Das japanische Kino hat gleich mehrere Hochblüten erlebt. Dies zeigt eindrücklich die Retrospektive mit Klassikern des japanischen Films seit den 1930er Jahren, die das Filmpodium Zürich in Zusammenarbeit mit der Japan Foundation und der Schweizerisch-Japanischen Gesellschaft aus Anlass von 150 Jahren diplomatischer Beziehungen zwischen Japan und der Schweiz zeigt. Über die filmischen Aspekte hinaus ist die Filmreihe auch ein faszinierender Spiegel japanischer Zeit- und Kulturgeschichte. Japan hat in den letzten 150 Jahren verschiedene Phasen kultureller und gesellschaftlicher Veränderungen dramatischen Ausmasses durchlaufen. Seit der Öffnung des Landes 1868 erlebte es eine rapide, alle Lebensbereiche umfassende erste Modernisierung und entwickelte sich binnen weniger Jahrzehnte von einem isolierten Feudalstaat zu einer industrialisierten, urbanisierten und «verwestlichten» Kolonialmacht. Der Zweite Weltkrieg liess traditionelle nationalistische Werte und andere Ideologien lebendig werden. Der Krieg endete abrupt mit der Niederlage und einer Deklaration des Kaisers, dass er kein Gott, sondern ein normales menschliches Wesen sei. Die amerikanische Besatzung förderte Demokratie, Individualität und Emanzipation. Es war eine Zeit, geprägt von enormer Härte, Armut und Aufopferung, in der das Land wieder auf ein selbständiges, lebensfähiges Niveau gebracht werden sollte. Die Okkupation endete 1952. In den sechziger Jahren erlebte Japan ein phänomenales wirtschaftliches Wachstum und fand sich seit den achtziger Jahren in der globalen Vernetzung mit politischen Skandalen, Finanz- und Bankenkrisen konfrontiert.

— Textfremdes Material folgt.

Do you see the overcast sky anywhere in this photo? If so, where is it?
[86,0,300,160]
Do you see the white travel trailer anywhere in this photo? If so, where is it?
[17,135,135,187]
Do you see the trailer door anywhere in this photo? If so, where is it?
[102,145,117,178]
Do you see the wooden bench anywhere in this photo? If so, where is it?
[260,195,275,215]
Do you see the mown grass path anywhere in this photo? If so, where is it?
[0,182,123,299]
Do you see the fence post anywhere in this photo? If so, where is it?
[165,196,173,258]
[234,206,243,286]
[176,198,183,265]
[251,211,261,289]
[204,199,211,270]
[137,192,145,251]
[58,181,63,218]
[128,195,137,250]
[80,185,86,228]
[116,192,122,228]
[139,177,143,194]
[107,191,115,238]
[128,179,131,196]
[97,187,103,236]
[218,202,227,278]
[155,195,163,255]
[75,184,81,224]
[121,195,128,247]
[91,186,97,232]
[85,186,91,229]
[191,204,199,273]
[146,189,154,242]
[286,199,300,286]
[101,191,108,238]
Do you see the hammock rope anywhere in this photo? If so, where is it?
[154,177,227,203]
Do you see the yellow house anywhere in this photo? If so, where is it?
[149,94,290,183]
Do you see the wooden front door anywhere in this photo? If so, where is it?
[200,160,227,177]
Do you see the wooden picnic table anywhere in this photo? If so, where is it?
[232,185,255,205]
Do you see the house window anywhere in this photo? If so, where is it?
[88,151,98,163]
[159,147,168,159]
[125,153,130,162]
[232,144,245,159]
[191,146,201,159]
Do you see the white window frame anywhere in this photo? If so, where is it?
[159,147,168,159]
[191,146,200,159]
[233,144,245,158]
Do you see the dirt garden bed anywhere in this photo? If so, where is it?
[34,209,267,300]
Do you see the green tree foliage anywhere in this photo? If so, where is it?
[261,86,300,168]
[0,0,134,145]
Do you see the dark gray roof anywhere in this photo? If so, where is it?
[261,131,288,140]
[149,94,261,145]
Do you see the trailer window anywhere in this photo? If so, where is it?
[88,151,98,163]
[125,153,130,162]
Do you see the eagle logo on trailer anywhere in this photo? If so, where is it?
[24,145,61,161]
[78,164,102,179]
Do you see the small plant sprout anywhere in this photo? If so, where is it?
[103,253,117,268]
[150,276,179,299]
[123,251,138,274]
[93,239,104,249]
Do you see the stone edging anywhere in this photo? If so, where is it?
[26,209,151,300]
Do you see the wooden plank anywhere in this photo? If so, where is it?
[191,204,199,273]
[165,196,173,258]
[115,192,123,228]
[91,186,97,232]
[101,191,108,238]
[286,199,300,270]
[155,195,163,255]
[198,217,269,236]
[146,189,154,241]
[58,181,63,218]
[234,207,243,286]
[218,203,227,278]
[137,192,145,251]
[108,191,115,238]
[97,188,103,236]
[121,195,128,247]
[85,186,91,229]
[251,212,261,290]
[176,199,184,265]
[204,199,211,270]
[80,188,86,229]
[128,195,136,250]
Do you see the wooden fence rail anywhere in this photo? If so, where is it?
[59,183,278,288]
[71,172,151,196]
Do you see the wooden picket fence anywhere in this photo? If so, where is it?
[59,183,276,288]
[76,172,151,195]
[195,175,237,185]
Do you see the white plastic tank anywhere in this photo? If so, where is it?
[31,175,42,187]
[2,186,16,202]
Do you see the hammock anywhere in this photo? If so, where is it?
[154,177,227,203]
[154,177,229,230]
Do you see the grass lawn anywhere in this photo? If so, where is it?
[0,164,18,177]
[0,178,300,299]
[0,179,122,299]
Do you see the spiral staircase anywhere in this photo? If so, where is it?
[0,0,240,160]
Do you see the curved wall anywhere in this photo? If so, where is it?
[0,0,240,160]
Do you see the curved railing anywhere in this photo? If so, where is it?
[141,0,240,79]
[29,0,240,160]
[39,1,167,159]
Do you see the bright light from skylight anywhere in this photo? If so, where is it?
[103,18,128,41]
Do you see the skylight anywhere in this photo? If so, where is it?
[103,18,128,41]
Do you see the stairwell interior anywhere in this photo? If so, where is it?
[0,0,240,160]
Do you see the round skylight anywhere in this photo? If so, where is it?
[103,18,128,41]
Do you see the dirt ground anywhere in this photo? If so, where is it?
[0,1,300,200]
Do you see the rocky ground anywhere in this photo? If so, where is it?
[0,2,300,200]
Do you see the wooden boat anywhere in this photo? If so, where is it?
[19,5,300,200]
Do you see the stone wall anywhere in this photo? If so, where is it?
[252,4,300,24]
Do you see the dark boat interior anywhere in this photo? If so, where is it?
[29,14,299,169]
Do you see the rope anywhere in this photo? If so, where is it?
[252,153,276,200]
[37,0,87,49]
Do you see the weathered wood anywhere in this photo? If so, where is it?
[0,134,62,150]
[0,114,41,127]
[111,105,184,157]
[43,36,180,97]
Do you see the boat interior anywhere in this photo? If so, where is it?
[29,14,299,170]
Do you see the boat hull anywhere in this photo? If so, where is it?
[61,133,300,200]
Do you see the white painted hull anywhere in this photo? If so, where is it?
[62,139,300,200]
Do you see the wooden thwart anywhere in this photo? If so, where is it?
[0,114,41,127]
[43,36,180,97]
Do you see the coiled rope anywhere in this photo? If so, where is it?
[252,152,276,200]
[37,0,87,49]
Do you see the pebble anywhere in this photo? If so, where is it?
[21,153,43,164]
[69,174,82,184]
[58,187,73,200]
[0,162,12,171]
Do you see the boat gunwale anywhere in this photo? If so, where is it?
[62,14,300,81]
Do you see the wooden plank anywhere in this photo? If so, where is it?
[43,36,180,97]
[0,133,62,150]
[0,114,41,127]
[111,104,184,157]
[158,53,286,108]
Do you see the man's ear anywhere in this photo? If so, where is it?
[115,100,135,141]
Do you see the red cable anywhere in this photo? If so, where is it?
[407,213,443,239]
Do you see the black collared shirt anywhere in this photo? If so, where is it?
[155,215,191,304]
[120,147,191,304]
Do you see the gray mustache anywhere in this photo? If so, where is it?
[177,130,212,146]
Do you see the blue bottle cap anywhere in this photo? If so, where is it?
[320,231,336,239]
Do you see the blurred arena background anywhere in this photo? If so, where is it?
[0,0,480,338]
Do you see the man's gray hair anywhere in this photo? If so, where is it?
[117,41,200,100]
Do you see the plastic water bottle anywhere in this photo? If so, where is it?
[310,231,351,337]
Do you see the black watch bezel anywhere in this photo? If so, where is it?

Vor diesem Hintergrund entwickelte sich der japanische Film, erlebte in den wilden zwanziger und dreissiger Jahren eine aufregende und äusserst innovative Zeit, die als erste Hochblüte in die japanische Filmgeschichte einging. Junge Regisseure absorbierten mit Begeisterung Filme aus dem Westen und experimentierten mit neuen Techniken, um ihren persönlichen Stil zu finden. Die Zeit des Zweiten Weltkriegs war fatal. 1939 erliess das Militärregime ein Gesetz, um die gesamte Filmindustrie unter seine Kontrolle zu bringen und sie für propagandistische Zwecke zu nutzen. Linke Tendenzfilme wurden ebenso verboten wie Filme, die westliche Ideale von Demokratie oder Individualismus vertraten. Historiendramen entkamen der Zensur etwas leichter, enthielten mitunter sogar sozialkritische Botschaften. Letztlich blieb den Regisseuren keine andere Wahl, als zu schweigen oder Filme mit patriotischen Untertönen zu realisieren. Nach der Kapitulation erholte sich die japanische Filmindustrie rasch. Allerdings mussten ihre Filme nun von der Zensurbehörde der alliierten Besatzungsmacht genehmigt werden. In den fünfziger bis Mitte der sechziger Jahre erlebte der japanische Film seine zweite Hochblüte. Ausserdem zeichnete sich eine neue Generation von Filmemachern ab, die sich gegen das «cinéma de papa» auflehnte und unter dem Namen «Nuberu Bagu» (Nouvelle Vague) unabhängige Produktionen realisierte. Die Filmreihe im Filmpodium wirft am Beispiel einiger Klassiker von Sadao Yamanaka, Yasujiro Ozu und Kenji Mizoguchi aus der turbulenten Vor- und Nachkriegsphase Schlaglichter auf das japanische Kino.

Sadao Yamanaka
Als Sadao Yamanaka 1937 Ninjo kami fusen – Humanity and Paper Balloons drehte, befand sich Japan in einer tiefen Depression. Das Militärregime hatte die Macht übernommen und der Krieg mit China begann. Wie alle Filme von Yamanaka ist Humanity and Paper Balloons ein «jidaigeki» (Historiendrama), unterscheidet sich aber von den damals gängigen Historienfilmen. Die Stoffe wurden vorwiegend der feudalistischen Edo-Zeit (1603–1868) entnommen, mit Helden als willensstarke, kampferprobte Samurai, die ihre Gegner in flamboyanten Schwertduellen bezwangen. Auch Yamanaka drehte anfänglich leichte Unterhaltungsfilme wie die irrwitzige Komödie Tange Sazen and the Pot Worth a Million Ryo (1935). Humanity and Paper Balloons fehlt diese Leichtigkeit – er ist dunkel und pessimistisch. Der 1909 geborene Regisseur und Drehbuchautor porträtiert aus humanistischer Sichtweise äusserst realistisch das Leben von Händlern, Gangstern, Glücksspielern und herrenlosen Samurai in den engen Gässchen eines armen Wohnviertels in der Edo-Zeit. Yamanaka zeigt den Kollaps eines rigiden, hierarchischen Klassensystems und verzichtet dabei auf übliche Klischees des damaligen Historienfilms. Das letzte Bild des treibenden Papierballons, der in der Wasserrinne landet, deutet auf die fragile Existenz der Menschen hin, die, von rauen Winden gebeutelt, letztlich in der Gosse landen. Eine Allegorie auf das militaristische Vorkriegsjapan? Yamanaka wurde am Tag der Premiere seines Films eingezogen. Kurze Zeit später starb er an der Front in China. Er war 29 Jahre alt. «Ninjo» (Menschlichkeit) ist so fragil wie luftig leichte Papierballons.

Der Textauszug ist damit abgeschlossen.